HERMANN UNIVERSITY. Hermann University, an ambitious educational project of the period of the Republic of Texas, was chartered by an act of Congress approved on January 27, 1844. The board of trustees, headed by Louis C. Ervendberg, was to choose officials, fix a location on Mill Creek or Cummins Creek, and sell shares in a managing stock company at fifty dollars or fifty acres of land per share. The school was to have a Protestant faculty, preparatory schools, and departments of theology, law, medicine, and philosophy.
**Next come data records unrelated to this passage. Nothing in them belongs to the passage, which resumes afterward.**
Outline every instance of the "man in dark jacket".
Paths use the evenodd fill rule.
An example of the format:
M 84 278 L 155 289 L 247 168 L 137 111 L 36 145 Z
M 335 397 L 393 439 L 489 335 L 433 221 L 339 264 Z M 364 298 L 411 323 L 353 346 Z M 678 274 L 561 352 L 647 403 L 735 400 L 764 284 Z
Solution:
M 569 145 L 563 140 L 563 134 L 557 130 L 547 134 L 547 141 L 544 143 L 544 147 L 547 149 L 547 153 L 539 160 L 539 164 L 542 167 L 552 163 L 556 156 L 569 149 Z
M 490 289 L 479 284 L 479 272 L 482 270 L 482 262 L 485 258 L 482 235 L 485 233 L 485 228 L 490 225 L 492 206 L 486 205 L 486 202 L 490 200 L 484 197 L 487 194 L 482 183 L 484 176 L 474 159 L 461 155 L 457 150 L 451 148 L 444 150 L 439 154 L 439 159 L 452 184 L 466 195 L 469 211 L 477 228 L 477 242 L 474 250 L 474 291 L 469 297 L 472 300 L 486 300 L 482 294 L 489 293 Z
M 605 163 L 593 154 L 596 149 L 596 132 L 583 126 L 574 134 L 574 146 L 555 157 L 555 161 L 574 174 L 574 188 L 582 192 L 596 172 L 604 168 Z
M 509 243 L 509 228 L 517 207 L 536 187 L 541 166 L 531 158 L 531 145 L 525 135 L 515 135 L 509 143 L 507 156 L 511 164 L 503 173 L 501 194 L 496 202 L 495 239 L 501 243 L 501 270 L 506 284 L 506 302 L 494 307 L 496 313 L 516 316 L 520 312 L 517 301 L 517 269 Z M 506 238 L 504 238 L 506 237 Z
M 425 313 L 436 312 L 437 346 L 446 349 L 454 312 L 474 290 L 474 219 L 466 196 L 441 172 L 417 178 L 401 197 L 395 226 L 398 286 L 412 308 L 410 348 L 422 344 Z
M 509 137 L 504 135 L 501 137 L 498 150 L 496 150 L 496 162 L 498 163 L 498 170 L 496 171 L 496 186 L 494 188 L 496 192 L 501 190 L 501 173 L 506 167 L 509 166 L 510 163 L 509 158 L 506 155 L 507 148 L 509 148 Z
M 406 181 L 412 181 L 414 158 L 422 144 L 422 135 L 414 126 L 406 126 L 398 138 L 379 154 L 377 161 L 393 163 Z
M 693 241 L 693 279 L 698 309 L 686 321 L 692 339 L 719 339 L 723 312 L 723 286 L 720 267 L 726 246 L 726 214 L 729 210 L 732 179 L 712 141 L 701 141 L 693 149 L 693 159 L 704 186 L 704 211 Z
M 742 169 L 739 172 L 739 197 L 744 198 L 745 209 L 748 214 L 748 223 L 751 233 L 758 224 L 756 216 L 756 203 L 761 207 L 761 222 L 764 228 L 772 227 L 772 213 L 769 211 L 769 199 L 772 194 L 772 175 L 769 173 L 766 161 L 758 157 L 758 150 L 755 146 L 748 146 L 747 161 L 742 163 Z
The republic contributed a square league of land. The charter was amended on April 11, 1846, to provide that the faculty should not be styled by the name of any religious confession and that the location was to be any site designated by the president and trustees. Evidently the shares were too expensive, however, for on August 10, 1870, the legislature provided for reincorporation of the school with shares to be sold at fifteen dollars and granted to the school a league in Gillespie County. Frelsburg, Colorado County, was selected for the location, and a two-story building was erected, but the university never opened. The act of incorporation was repealed on November 1, 1871. The property was sold to the Frelsburg public schools. Land patented to the university lies between White Oak Creek and the Pedernales River in Gillespie County.
BIBLIOGRAPHY:
Hans Peter Nielsen Gammel, comp., Laws of Texas, 1822–1897 (10 vols., Austin: Gammel, 1898). William Franklin Ledlow, History of Protestant Education in Texas (Ph.D. dissertation, University of Texas, 1926).